Non si può continuare ad affidare le soluzioni allo stesso
metodo che ha reiteratamente causato i problemi. Vale anche per il lavoro e la
sua stagnazione. In Italia 4 giovani su 10 non lavorano. Non va meglio per le
donne: solo il 40% lavora.
La causa è addebitabile alla burocrazia che ingessa il
mercato del lavoro: eccesso di contrattazione, rigidità, tasse e garanzie solo per
chi ha un lavoro e nessuna per i lavoratori autonomi e per coloro che un lavoro
non lo hanno.
Quindici anni fa, Marco Biagi, propose una soluzione chiara
e funzionale: abolire lo Statuto dei Lavoratori che tutela solo coloro che hanno
il lavoro, per introdurre lo Statuto dei Lavori. Una nuova formula per dare garanzie
minime a chiunque lavora: lavoratori dipendenti e autonomi, riconoscendo loro
la maternità, la malattia, la formazione e tempi certi per i pagamenti.
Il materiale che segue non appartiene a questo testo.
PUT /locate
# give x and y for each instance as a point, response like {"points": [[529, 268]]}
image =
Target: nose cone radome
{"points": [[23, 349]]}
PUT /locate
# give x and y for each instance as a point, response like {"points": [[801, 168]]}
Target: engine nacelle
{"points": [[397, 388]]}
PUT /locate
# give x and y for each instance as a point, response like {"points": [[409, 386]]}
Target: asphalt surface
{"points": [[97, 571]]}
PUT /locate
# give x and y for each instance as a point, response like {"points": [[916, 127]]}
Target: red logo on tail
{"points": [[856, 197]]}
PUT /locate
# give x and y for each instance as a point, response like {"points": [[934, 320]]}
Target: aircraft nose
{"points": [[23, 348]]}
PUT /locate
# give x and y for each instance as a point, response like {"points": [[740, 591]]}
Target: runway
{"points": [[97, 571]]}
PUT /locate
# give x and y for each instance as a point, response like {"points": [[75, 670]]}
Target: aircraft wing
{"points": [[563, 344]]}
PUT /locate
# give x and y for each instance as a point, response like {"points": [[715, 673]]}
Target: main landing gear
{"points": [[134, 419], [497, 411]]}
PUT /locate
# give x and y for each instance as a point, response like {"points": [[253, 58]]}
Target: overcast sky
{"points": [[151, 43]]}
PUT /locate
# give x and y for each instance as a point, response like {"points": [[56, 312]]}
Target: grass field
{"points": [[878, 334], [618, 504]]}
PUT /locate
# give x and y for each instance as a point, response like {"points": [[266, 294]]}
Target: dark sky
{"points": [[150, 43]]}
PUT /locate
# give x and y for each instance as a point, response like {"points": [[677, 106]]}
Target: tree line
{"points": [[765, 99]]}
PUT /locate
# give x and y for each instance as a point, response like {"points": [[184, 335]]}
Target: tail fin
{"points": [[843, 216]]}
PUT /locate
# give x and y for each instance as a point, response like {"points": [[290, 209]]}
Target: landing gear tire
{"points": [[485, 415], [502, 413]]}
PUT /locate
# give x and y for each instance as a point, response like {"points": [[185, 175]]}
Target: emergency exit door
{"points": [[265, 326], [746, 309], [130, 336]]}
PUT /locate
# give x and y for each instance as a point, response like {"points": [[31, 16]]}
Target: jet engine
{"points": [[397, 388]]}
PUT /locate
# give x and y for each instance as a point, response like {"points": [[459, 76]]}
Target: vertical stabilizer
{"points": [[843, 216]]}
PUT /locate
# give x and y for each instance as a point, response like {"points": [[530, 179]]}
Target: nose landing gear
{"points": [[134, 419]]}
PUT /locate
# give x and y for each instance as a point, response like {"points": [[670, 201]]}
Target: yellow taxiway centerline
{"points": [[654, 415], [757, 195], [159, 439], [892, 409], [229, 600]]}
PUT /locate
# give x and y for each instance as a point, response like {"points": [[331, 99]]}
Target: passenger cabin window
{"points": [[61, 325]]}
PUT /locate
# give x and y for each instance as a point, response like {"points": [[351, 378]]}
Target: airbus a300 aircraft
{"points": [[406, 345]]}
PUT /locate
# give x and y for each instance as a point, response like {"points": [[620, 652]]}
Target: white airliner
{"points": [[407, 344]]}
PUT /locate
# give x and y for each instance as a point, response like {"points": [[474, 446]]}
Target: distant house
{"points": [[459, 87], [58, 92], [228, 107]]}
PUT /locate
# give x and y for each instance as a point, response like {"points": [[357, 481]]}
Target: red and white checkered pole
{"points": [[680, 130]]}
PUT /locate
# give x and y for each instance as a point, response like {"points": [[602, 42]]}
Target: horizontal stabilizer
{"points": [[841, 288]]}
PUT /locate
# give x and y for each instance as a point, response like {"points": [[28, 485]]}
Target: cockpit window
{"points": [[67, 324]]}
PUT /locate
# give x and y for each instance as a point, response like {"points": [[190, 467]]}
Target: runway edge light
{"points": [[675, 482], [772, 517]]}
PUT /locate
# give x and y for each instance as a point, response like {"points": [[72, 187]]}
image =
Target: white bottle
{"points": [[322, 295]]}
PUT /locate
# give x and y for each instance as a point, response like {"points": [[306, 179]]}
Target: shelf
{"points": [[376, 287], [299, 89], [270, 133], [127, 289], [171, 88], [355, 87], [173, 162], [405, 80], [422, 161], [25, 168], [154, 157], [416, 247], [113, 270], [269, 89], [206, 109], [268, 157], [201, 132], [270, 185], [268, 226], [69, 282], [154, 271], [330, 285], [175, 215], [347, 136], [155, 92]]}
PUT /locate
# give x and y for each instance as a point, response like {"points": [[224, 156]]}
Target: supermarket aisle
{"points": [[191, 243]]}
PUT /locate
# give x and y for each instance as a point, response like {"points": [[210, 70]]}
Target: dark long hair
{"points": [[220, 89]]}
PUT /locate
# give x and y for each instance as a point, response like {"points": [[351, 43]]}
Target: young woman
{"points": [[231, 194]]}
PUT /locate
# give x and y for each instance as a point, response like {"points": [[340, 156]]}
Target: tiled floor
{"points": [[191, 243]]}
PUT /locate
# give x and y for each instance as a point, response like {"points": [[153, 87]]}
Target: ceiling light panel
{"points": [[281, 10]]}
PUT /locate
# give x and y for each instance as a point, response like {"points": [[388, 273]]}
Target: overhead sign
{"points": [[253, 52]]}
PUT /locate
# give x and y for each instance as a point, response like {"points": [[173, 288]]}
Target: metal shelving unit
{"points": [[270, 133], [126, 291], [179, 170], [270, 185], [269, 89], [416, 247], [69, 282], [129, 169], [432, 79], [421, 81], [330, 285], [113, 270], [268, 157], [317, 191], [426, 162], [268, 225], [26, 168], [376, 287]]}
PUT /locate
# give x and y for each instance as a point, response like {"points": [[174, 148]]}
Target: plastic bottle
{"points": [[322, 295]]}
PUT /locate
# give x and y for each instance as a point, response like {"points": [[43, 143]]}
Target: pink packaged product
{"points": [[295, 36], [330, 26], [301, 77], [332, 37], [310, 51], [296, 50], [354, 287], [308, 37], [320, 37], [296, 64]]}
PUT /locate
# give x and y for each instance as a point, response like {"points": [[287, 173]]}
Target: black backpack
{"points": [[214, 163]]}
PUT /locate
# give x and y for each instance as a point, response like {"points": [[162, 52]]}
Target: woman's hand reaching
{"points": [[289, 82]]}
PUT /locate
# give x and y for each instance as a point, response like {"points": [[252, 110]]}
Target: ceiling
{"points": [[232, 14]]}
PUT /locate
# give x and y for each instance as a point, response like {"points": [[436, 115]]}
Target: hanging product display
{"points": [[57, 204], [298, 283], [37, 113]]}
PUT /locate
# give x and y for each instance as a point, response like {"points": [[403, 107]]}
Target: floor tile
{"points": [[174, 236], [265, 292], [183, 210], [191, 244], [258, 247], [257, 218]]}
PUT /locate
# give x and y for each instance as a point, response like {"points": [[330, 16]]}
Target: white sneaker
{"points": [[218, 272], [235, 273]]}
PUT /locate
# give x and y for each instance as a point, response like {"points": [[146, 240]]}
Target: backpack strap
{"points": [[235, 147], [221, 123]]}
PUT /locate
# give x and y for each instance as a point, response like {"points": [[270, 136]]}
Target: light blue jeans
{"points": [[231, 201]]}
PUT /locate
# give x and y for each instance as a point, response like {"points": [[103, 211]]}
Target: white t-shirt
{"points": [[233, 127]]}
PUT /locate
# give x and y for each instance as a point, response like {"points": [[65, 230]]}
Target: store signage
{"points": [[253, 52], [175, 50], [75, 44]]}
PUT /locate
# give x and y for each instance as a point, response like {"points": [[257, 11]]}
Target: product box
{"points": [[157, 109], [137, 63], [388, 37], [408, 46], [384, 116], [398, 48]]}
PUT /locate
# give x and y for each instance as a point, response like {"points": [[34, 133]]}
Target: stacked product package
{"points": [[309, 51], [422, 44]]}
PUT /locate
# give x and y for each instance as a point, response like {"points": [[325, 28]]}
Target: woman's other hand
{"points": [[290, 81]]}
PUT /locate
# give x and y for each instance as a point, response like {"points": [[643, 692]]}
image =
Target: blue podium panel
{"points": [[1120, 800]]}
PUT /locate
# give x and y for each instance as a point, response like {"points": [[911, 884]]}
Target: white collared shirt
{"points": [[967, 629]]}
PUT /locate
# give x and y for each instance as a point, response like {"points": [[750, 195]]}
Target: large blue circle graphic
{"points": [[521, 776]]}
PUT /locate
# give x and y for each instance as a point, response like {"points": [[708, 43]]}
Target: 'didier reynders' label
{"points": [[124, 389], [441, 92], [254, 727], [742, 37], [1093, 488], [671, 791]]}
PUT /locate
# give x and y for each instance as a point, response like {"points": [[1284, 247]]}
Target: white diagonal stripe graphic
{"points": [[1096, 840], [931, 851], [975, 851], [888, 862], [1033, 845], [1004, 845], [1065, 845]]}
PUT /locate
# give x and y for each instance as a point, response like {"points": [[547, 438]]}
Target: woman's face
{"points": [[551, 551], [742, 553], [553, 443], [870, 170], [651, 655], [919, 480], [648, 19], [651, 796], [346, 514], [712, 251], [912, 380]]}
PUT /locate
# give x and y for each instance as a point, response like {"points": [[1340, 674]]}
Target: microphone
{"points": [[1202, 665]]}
Inoltre, dopo aver introdotto lo Statuto dei Lavori, dovrà essere assicurato nelle
aziende - dove si genera ricchezza, sviluppo e crescita - un processo di
contrattazione specifico.
Spetta alla classe dirigente elaborare e attuare politiche
attive per il lavoro capaci di rispondere ad un sistema in continua trasformazione,
compresa la tutela dei lavoratori nei passaggi da un lavoro all’altro, sulla
formazione, sulle attitudini e sul merito. Favorire, attraverso le strutture
più moderne, l’incontro tra offerta e domanda di lavoro. Occorre ridurre il
cuneo fiscale affinché i lavoratori abbiano più soldi in tasca rispetto a
quanto pagano le aziende.
È necessario cambiare metodo e prospettiva: per crescere, c’è
bisogno di creare possibilità e potenzialità principalmente per i giovani. Allo
stesso modo, c’è bisogno di azioni concrete e lungimiranti territoriali,
affinché la specificità assuma un ruolo costruttivo contro le diffuse ipocrisie.